From June 17 to Aug. 19, the Parks, Recreation and Arts Commission held four public meetings trying to finalize awarding of the $9.4 million in Measure P grants. On Aug. 19, the Commission decided to give almost $846,000 in additional Measure P money to 13 applicants that weren’t recommended for funding because of lower-scoring applications.
Balch ultimately opted not to pursue his appeal to the Parks, Recreation and Arts Commission because, he said, Commissioners didn’t seem interested in his position and he didn’t want to delay successful applicants from getting their Measure P money. Delays happened anyway, in part, because the Fresno Arts Council did not initially provide the Commission with all the necessary information on grantees required by its contract with the city to run the grants program. July 1 was the first target date for grantees to receive money but that’s now been pushed back to Sept. 1.



dkzody
Fresno’s administrative elements do not work well together and the whole city suffers because of poor leadership cooperation.
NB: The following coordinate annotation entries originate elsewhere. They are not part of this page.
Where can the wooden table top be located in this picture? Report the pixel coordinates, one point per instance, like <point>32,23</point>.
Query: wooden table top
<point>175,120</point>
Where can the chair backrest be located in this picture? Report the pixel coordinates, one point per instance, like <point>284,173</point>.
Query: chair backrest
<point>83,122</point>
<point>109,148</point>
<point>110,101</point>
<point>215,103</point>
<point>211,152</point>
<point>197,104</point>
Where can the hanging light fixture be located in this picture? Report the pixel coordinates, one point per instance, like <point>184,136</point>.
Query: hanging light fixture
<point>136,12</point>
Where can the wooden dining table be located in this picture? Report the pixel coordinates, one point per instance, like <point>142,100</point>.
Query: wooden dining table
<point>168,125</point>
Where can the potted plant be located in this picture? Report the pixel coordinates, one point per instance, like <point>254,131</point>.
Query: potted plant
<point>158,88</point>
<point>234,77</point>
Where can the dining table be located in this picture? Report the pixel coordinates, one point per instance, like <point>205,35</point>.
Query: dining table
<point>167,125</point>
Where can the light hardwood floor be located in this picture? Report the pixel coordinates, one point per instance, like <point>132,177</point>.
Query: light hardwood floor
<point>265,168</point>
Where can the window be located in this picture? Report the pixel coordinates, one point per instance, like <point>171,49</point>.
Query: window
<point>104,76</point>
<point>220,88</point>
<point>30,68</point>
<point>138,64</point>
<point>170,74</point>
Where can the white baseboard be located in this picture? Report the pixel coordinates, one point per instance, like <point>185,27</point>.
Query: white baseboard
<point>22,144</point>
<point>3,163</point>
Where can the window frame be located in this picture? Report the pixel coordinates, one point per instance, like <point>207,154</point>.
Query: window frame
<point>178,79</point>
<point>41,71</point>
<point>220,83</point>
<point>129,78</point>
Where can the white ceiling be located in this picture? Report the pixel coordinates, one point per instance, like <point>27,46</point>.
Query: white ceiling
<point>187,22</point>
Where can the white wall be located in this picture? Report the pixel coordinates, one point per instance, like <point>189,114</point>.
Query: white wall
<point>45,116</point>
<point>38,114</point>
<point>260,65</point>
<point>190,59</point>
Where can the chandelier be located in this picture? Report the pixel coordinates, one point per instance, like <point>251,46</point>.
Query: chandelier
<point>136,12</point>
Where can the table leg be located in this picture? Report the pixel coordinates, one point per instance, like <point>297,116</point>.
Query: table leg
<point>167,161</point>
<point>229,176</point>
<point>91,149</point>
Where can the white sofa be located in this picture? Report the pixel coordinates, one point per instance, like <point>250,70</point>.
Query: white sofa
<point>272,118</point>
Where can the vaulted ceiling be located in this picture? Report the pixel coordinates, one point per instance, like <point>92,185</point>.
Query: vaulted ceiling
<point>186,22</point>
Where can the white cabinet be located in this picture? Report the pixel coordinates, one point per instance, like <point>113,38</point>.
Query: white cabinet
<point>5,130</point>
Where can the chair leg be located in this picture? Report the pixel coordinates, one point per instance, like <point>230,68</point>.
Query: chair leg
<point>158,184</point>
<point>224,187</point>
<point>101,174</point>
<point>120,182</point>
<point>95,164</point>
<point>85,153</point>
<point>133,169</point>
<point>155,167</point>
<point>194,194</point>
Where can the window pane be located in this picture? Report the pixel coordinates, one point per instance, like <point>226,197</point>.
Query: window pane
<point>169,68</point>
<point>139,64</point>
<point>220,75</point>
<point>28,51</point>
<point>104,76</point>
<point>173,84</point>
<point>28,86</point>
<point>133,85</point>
…perhaps a class like kindergarten where we are taught to play well with others.
Keith Foster
Elliott Balch is shocked to learn, for the first time in his life, that he’s not going to get everything he wants. The unelected business lobbyist who no regular person in the city has even seen or spoken to and who somehow gets to single-handedly keep making key decisions is finally facing some pushback.
This is the first time I’ve read even a hint of critical coverage for the person powerful enough to kill both the Fulton Mall and Art Hop and decide how Fresno spends its $250m Downtown grant. Please keep up this experiment in journalism where you quote diverse viewpoints rather than just your same group of insider friends over and over.
Keith Seaman
This is a very informative article with details missing from other stories about this unfortunate fracturing of Art Hop. Elliot Balch and the rest of the Downtown Fresno Partnership are to be commended for their commitment to Fresno’s downtown in the face of sometimes formidable obstacles. It’s unfortunate that the nascent Measure P funding process has failed Downtown Fresno, at least for now.
Mando
Whats odd and a total conflict of interest is both Miguel Arias and Mayor Dyer are on the board of the Downtown Fresno Partnership. As well as many other landlords from Downtown steering this split because of their elitist mentality. The owner of the One Putt Broadcasting John Ostlund called the vendors and artist of the now Arthop, Trinket and Tacos sellers which in my opinion as well as many others is just the racist dog whistles and narcissistic behavior that a Good Ole Boy mentality and rhetoric love to use in enuendos.